I will not accept comments which name call, and ‘nimby’ is name calling.  Serious comments which engage with what I have said will be taken seriously, but facetious attempts to engage me in snide backbiting exchanges will not be.  For the interest of those who believe I am against this happening in my back yard, I should point out that I live about a mile from the route, which in my own estimate does not put it in my backyard.  Indeed, as well as pointing out the loss to local character and heritage which would be incurred by the destruction of hundreds of trees along the route, several houses and the compulsory purchase of gardens in West Park, I have also drawn special attention to what would be imposed on the Whitfields, a community of which I was not aware until the trolleybus scheme came into my world and I heard about it a year or so ago.  Whilst I did live for a term in Hunslet Grange flats some forty years ago in my first year as a student, I don’t think that can be held against me in my concern for the Whitfields, which I have now visited.

I have invited internet critics to engage with me on this page but they have preferred not to, although I continue to see a particular page referenced in my statistical analytics, so I know they are coming here!  Then apparently they go back to their ghetto and bitch about how biased I am.  Sorry folks, I am supervising and managing the recording and upload of usually four recordings on each day of the Enquiry (with the assistance of fellow objectors without whom I would be unable to do this) and following them with a daily blog.  For my trouble I am accused of stifling debate because I won’t make trite replied in 140 characters or less.  Really!  I simply don’t have time to get into their pages.  This is where my comments are hosted, and that is where replies should be posted.  Sniping behind my back is cowardly and those who do it marginalise themselves because their comments will not be seen by my hundred or so daily readers on this site.
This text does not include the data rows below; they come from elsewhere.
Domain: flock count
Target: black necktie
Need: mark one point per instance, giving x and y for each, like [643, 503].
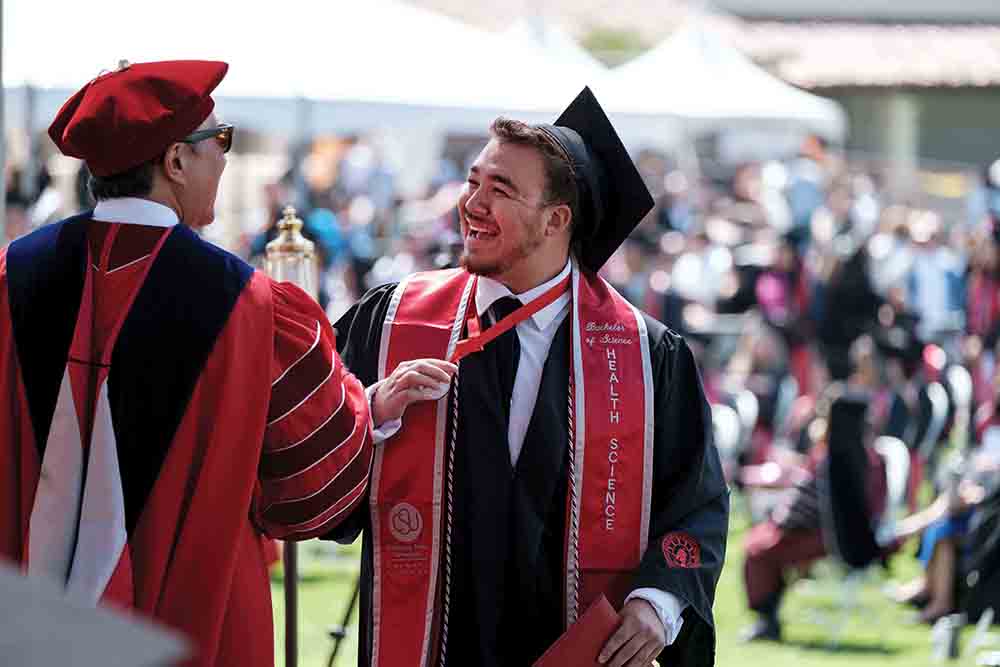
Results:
[507, 349]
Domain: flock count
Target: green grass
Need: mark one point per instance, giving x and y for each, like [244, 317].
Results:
[884, 635]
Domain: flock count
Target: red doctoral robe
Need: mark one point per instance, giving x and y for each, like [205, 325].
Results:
[164, 408]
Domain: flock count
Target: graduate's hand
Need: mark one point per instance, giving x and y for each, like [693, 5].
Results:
[639, 638]
[412, 381]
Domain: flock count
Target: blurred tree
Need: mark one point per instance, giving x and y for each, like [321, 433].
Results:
[613, 46]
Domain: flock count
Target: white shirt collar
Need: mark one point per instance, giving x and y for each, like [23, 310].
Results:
[135, 211]
[489, 290]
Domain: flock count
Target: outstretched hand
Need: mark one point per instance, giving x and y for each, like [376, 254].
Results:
[410, 382]
[639, 638]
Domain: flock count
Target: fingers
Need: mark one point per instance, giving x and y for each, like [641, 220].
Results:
[624, 633]
[645, 656]
[630, 650]
[438, 369]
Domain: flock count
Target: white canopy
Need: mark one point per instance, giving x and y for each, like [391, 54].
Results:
[360, 65]
[697, 76]
[556, 45]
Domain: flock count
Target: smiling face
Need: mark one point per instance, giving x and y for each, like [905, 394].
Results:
[510, 232]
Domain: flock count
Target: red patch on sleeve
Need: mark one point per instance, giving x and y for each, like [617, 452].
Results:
[681, 550]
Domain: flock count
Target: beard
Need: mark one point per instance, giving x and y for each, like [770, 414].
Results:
[491, 268]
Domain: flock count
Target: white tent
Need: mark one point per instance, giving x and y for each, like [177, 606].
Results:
[697, 76]
[360, 65]
[556, 45]
[304, 67]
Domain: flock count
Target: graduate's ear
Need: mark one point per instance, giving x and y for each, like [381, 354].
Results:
[559, 219]
[173, 164]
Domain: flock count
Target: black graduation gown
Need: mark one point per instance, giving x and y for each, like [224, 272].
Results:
[506, 606]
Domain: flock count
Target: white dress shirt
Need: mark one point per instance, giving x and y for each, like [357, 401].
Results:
[134, 211]
[535, 336]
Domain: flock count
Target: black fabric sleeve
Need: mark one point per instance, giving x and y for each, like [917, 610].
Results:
[359, 333]
[359, 336]
[690, 502]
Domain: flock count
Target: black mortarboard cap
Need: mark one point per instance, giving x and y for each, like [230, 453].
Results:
[613, 197]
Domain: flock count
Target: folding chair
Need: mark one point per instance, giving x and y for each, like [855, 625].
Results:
[848, 534]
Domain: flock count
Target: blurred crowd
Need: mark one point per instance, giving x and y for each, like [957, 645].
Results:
[842, 334]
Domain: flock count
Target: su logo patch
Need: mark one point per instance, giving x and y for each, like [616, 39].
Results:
[681, 550]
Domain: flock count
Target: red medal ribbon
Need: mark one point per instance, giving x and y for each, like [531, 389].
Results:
[477, 338]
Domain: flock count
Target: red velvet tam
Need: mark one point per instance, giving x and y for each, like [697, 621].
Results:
[130, 116]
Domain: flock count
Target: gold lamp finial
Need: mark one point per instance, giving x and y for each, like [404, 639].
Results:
[291, 256]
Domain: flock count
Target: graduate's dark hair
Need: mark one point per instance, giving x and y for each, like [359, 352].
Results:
[560, 178]
[134, 182]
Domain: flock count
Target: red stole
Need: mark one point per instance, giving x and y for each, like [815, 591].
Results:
[610, 450]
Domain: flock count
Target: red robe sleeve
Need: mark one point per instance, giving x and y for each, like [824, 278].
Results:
[318, 452]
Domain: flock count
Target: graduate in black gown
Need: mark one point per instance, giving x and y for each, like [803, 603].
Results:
[536, 198]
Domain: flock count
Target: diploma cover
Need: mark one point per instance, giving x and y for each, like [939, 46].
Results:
[582, 643]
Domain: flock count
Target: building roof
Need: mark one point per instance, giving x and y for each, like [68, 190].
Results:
[811, 54]
[839, 55]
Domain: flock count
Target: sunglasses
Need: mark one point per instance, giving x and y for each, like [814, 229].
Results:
[223, 134]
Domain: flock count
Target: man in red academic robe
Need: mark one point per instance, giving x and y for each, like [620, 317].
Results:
[165, 406]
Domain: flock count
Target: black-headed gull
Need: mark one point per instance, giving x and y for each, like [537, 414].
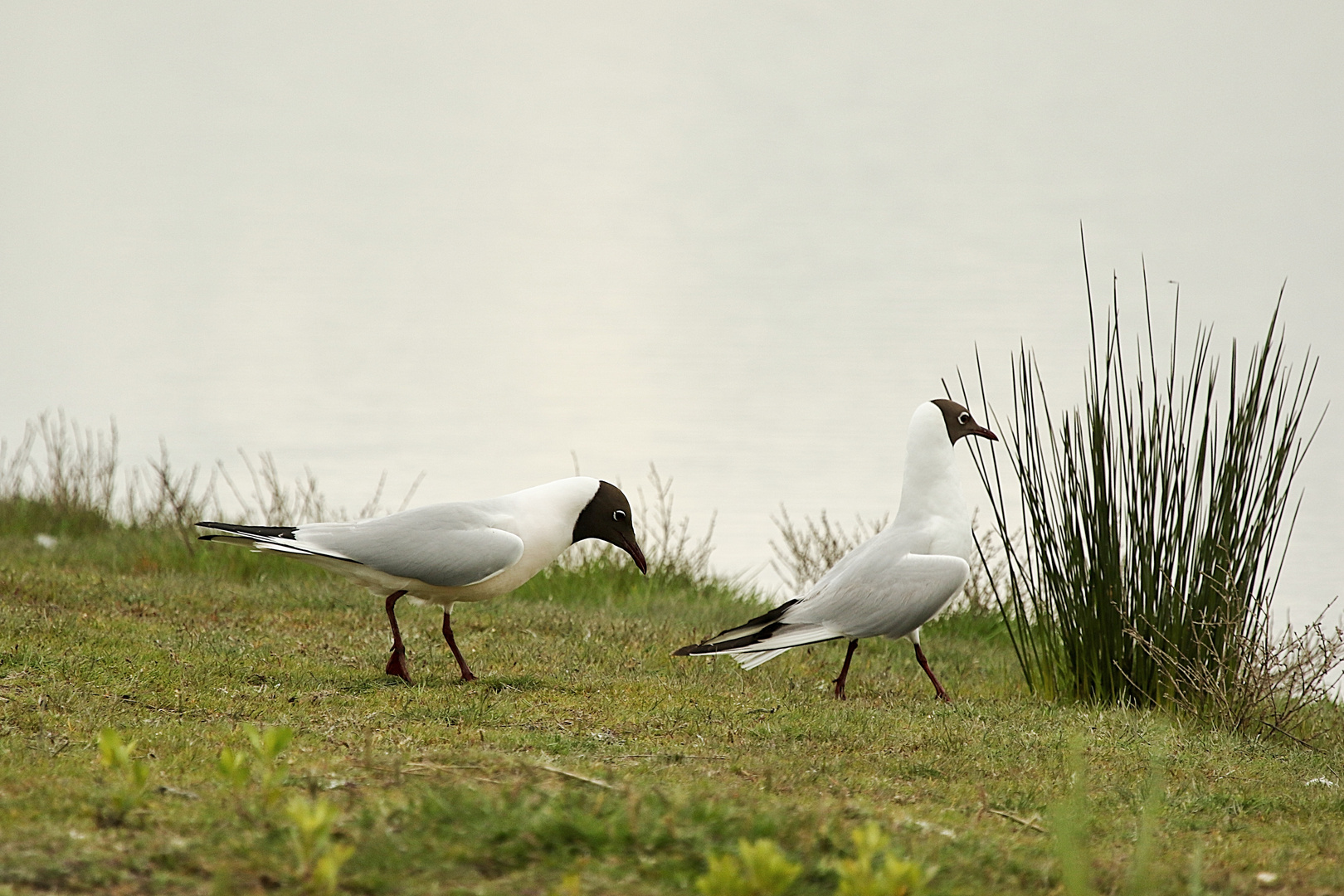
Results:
[449, 553]
[893, 583]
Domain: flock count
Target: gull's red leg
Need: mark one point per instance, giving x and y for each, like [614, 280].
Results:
[942, 694]
[452, 644]
[397, 664]
[845, 672]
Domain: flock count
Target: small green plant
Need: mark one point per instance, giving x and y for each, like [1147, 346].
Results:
[238, 770]
[758, 869]
[874, 871]
[311, 835]
[268, 744]
[1070, 825]
[128, 794]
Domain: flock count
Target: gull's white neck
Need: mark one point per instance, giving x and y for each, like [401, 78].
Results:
[930, 486]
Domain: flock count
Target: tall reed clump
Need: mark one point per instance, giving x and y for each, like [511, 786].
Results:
[1153, 528]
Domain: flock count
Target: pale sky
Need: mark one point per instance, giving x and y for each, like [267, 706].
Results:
[741, 241]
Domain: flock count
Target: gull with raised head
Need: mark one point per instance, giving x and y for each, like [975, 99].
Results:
[448, 553]
[893, 583]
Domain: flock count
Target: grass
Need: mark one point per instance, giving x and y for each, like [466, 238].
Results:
[1155, 518]
[587, 759]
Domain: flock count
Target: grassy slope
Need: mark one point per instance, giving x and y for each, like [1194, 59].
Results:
[442, 785]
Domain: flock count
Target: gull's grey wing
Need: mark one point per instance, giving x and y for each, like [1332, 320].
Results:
[884, 596]
[442, 544]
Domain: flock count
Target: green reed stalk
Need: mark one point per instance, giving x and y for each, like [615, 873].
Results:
[1152, 516]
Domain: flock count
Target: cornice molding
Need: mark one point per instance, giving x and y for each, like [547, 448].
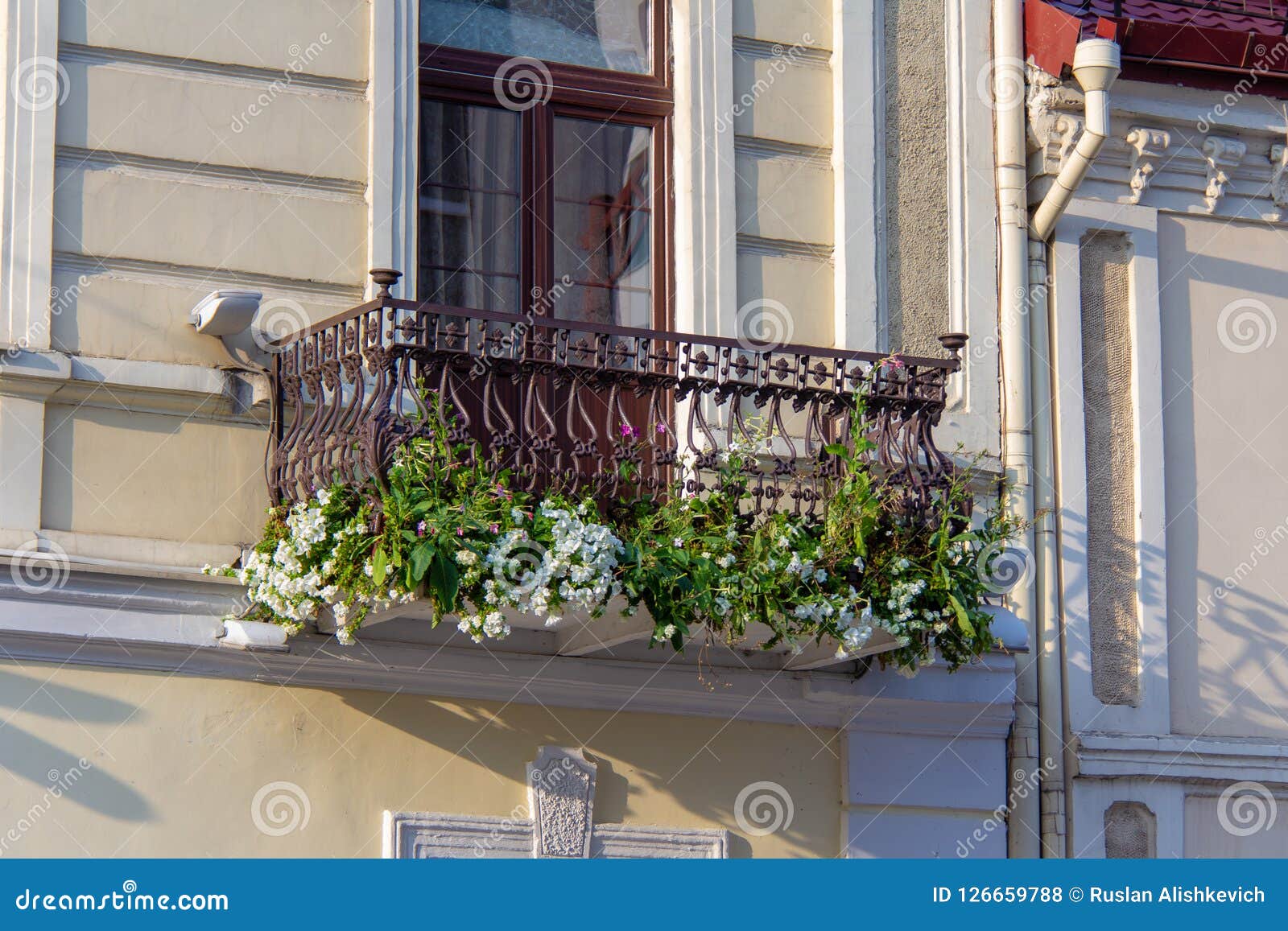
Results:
[218, 72]
[1166, 152]
[175, 628]
[1182, 759]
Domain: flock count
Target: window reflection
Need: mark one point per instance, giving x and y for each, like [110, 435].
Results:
[602, 222]
[469, 206]
[597, 34]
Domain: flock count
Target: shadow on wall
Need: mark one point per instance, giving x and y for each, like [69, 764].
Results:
[699, 765]
[58, 774]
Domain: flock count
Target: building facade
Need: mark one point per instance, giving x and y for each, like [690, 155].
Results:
[811, 169]
[843, 174]
[1165, 282]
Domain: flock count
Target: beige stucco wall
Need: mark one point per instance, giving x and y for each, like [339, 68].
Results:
[177, 761]
[785, 184]
[169, 184]
[916, 175]
[1225, 451]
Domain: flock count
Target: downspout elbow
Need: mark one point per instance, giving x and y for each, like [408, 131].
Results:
[1096, 64]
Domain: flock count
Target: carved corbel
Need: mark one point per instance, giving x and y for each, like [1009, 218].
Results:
[1148, 146]
[1223, 154]
[562, 797]
[1279, 179]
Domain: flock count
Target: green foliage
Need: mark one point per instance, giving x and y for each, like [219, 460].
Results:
[444, 527]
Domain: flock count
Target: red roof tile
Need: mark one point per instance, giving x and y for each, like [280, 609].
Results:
[1236, 16]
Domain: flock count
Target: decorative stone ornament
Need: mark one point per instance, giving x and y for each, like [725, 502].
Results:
[1223, 154]
[1148, 146]
[560, 796]
[560, 801]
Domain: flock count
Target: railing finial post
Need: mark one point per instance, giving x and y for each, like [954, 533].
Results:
[953, 343]
[384, 278]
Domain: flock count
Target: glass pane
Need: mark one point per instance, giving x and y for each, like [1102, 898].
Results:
[469, 206]
[597, 34]
[605, 306]
[602, 222]
[469, 289]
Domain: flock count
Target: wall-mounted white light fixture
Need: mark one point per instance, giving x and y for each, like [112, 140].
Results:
[225, 313]
[229, 315]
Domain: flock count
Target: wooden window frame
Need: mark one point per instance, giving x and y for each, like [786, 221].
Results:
[469, 77]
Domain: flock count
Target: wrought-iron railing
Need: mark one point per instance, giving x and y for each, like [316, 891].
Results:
[588, 407]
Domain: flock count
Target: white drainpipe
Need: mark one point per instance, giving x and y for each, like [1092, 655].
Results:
[1096, 64]
[1024, 822]
[1095, 68]
[1041, 733]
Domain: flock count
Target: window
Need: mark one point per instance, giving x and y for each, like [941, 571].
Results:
[544, 183]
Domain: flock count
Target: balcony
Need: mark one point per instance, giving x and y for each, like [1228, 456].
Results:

Perhaps my critics should apply their time to lobbying the BBC and other mainstream media news sources to cover this extremely important enquiry.  It is a matter of some interest to me that the national broadcasting provider is ignoring such an important event as this enquiry.  I have to ask why this is the case for such a major issue.  I cannot help but believe that there is some policy that has been taken by the BBC, and perhaps other media institutions to ignore or at least play down the importance of this Public Enquiry.  If anyone in the BBC should wish to challenge me on this I would be happy to engage with them.  I am sure they could take the trouble to contact me if they believe that what I am suggesting is entirely untrue.  I would aver that they are neglecting their public duty to inform.  I may say that this kind of thing is the reason why three years ago I gave up my tv license and haven not watched broadcast television since.

I would thank all my readers for their attention and look forward to having them to continue to follow my audio recordings and this blog.